Should I risk my in laws making a scene?

I am Catholic and my fiance is currently taking catechism classes. He is not yet 100% certain that he wants to join the Catholic Church, but he does want to support me in raising our future kids Catholic and has agreed to getting married in the Catholic Church. For those of you that don't know, you need to be Catholic to get married in the church with a mass. But if both of you are baptised Christians you can be married in the church, but only with a wedding service. My priest has agreed to marry us during mass because our family will follow the church and my fiance is in catechism classes.

This is a bit of a tricky situation because his family is Pentacostal and has a strong dislike for Catholics. They've really pushed back on our wedding being Catholic, but my fiance has been very firm on this point with them. Well, during the mass there is communion and in Catholicism only Catholics can take the body and blood of Christ because unlike other Christian denominations we believe that IS the body and blood of Christ and not just a representation. My priest knows that my fiance's family is not Catholic so he will not allow them to take communion.

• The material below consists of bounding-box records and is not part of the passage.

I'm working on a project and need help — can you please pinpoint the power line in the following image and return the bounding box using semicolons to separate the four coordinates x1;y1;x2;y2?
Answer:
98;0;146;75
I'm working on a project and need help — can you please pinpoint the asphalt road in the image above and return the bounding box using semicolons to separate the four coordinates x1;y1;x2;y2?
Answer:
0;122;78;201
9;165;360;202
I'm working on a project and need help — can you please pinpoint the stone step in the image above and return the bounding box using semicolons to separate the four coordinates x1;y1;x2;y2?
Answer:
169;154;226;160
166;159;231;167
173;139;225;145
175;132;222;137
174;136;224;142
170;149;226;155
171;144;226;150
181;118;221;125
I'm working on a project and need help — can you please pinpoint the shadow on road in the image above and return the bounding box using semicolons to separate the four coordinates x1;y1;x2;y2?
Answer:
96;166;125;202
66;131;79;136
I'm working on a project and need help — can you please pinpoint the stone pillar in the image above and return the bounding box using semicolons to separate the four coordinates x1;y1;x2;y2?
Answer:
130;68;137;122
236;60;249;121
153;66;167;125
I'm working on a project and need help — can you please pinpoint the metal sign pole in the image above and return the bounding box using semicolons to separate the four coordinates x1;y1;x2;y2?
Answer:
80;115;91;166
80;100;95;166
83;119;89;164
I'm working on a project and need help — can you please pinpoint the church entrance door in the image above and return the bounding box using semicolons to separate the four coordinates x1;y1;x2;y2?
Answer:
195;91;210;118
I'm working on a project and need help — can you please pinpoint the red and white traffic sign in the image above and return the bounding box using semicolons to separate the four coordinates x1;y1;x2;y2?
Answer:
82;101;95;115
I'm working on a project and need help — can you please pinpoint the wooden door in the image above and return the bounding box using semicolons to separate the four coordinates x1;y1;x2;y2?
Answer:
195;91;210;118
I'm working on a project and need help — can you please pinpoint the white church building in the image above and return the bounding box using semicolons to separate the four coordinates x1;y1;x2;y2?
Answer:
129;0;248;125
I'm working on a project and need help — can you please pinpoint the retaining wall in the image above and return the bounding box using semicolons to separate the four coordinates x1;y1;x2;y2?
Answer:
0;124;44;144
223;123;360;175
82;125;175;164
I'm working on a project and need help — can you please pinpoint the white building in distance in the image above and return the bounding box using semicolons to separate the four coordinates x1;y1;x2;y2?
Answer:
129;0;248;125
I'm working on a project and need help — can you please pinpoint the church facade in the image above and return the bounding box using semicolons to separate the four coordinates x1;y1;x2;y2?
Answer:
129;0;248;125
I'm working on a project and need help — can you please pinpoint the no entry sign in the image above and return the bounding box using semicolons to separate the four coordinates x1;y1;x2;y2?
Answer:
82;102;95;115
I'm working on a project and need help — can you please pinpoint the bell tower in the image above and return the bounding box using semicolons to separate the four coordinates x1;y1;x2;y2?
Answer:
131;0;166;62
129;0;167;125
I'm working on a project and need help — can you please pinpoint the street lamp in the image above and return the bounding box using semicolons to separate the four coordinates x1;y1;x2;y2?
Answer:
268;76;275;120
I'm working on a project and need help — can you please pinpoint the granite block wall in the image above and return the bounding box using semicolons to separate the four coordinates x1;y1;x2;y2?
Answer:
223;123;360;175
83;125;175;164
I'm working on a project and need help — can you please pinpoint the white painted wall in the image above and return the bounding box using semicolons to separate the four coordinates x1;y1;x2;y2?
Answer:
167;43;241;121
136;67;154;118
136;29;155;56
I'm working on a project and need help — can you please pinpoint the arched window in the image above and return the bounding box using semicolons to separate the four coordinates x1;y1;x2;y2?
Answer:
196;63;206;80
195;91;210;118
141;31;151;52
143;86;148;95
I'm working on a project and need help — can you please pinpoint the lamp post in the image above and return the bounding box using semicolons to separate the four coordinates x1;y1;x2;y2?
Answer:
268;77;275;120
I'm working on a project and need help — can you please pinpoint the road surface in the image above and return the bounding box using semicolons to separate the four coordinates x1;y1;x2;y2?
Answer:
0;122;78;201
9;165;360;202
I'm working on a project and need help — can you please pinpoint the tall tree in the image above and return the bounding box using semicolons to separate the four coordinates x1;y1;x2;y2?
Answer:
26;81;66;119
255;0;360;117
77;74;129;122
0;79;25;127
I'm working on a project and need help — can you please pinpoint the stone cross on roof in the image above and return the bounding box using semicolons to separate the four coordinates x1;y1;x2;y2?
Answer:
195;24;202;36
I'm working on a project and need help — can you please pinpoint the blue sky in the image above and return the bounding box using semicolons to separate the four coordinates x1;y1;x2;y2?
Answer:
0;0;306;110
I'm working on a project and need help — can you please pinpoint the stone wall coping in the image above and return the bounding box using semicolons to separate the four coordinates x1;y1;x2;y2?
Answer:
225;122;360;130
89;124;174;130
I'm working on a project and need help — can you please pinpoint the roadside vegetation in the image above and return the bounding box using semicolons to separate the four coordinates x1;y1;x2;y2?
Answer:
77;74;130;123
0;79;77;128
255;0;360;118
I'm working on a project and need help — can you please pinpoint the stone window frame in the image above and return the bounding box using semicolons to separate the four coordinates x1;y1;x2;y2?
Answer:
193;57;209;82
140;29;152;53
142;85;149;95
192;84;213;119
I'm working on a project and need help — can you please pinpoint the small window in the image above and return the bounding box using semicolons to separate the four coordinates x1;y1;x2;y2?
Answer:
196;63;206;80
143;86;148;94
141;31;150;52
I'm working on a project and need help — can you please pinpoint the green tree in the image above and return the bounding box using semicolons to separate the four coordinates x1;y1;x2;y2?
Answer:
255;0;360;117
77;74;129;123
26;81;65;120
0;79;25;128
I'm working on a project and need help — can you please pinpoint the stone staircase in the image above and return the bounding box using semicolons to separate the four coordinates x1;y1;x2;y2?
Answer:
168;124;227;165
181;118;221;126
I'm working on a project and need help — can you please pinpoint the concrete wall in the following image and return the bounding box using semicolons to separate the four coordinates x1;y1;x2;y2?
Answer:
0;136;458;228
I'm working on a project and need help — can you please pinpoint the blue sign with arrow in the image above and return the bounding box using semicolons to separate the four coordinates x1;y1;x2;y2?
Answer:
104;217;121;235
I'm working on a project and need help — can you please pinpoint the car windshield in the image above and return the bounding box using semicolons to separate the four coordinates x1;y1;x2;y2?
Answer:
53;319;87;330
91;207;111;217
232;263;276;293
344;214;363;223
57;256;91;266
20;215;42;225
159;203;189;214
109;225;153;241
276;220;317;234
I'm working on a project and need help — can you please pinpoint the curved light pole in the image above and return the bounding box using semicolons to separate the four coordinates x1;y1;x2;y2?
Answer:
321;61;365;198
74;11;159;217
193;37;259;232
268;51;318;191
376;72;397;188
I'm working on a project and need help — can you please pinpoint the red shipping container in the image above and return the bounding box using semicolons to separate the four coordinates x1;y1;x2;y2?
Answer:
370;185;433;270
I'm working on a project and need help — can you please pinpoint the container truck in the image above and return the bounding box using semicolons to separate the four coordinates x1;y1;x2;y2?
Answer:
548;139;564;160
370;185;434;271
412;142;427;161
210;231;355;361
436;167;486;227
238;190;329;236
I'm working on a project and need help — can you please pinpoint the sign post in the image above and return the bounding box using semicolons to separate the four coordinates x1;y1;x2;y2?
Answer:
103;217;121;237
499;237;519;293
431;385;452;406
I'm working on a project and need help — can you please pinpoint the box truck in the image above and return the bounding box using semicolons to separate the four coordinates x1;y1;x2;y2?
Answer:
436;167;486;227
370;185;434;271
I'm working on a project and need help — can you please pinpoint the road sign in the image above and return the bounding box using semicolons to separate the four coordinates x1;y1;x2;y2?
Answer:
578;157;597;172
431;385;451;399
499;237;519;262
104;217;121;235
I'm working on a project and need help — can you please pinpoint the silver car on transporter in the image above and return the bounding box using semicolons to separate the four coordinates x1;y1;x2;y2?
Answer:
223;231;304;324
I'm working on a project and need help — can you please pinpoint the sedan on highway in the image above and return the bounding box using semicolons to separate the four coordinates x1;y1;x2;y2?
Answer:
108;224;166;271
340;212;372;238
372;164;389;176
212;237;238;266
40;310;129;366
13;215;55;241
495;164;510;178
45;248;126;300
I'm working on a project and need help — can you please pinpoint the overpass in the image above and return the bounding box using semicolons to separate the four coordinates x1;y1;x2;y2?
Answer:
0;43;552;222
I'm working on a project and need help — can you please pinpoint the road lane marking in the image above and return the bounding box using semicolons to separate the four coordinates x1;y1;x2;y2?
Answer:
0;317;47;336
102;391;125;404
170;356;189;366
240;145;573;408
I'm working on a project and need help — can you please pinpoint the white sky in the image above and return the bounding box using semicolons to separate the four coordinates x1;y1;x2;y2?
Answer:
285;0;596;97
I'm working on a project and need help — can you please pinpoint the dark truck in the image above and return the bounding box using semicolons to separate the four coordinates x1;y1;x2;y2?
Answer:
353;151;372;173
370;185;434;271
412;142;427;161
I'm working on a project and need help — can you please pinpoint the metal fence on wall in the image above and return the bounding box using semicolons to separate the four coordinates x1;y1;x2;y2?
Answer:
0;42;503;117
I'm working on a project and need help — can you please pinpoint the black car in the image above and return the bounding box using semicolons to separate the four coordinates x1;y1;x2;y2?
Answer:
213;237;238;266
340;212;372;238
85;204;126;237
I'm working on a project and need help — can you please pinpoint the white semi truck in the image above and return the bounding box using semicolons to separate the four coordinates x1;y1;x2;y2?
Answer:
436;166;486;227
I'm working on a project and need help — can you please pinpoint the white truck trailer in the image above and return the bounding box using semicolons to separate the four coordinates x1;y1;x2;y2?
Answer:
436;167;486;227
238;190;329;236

My future MIL has informed us that she will be taking communion and doesn't care about 'Catholics stupid rules' and that if the priest tries to stop her she'll make a scene. Now, part of me doesn't beleive her as she doesn't like drawing any kind of attention to herself in public at all. But, I'm also afriad she will. My fiance told her he'd personally remove her from the church if she tried that and that itd cause a huge rift in their already unsteady relationship. But she says she doesn't care. My fiance's foster parents (his mother lost custody of him as a child and he's closer to his foster parents then he is his birth parents) have offered to sit next to her and stop her if she tries to stand and recieve communion.

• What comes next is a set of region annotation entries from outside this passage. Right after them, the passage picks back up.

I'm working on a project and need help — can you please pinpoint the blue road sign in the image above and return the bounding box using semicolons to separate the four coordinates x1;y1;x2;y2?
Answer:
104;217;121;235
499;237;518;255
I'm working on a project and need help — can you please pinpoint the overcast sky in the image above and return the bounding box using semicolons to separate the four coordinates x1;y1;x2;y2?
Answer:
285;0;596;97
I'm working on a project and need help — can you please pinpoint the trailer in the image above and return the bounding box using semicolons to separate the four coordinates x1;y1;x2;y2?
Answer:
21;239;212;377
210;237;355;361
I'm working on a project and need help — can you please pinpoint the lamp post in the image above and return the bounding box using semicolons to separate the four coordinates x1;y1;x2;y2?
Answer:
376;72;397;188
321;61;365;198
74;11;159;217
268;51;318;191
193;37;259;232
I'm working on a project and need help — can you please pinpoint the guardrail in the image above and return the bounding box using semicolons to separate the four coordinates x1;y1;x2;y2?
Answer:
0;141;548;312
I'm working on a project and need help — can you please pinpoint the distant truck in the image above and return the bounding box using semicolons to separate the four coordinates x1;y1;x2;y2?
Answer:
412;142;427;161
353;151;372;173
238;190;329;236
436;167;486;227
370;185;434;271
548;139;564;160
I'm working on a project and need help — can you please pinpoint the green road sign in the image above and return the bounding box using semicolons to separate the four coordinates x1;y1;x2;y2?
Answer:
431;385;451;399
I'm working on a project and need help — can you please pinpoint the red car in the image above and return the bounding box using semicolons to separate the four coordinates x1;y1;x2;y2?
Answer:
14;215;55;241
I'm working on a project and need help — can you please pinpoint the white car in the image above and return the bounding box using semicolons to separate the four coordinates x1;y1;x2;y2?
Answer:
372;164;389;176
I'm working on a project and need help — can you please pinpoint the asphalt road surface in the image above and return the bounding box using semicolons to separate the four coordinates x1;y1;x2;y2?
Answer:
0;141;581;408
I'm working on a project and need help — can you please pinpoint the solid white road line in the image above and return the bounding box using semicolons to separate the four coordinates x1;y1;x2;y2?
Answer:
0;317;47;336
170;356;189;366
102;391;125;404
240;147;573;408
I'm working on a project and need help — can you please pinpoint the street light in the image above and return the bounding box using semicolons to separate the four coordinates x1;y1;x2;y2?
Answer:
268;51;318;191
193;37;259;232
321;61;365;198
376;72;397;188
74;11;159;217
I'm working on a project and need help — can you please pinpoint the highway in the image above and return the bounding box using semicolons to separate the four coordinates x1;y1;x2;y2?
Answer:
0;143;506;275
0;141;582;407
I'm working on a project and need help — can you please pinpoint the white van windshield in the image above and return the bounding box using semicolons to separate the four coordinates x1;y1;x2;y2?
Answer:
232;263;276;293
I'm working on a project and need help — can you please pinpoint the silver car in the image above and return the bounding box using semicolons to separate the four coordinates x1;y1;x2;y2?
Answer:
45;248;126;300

But, I still fear there will be a scene. I don't want to uninvite her though my fiance has told me if she continues on like this he will uninvite her himself. He knows how important having the mass is to me and wants to support me in my faith. He doesn't want me to give up the mass and just have a service. And neither do I, but I don't need more family drama or a big scene everyone will talk about either. I just want our families to come together and be happy.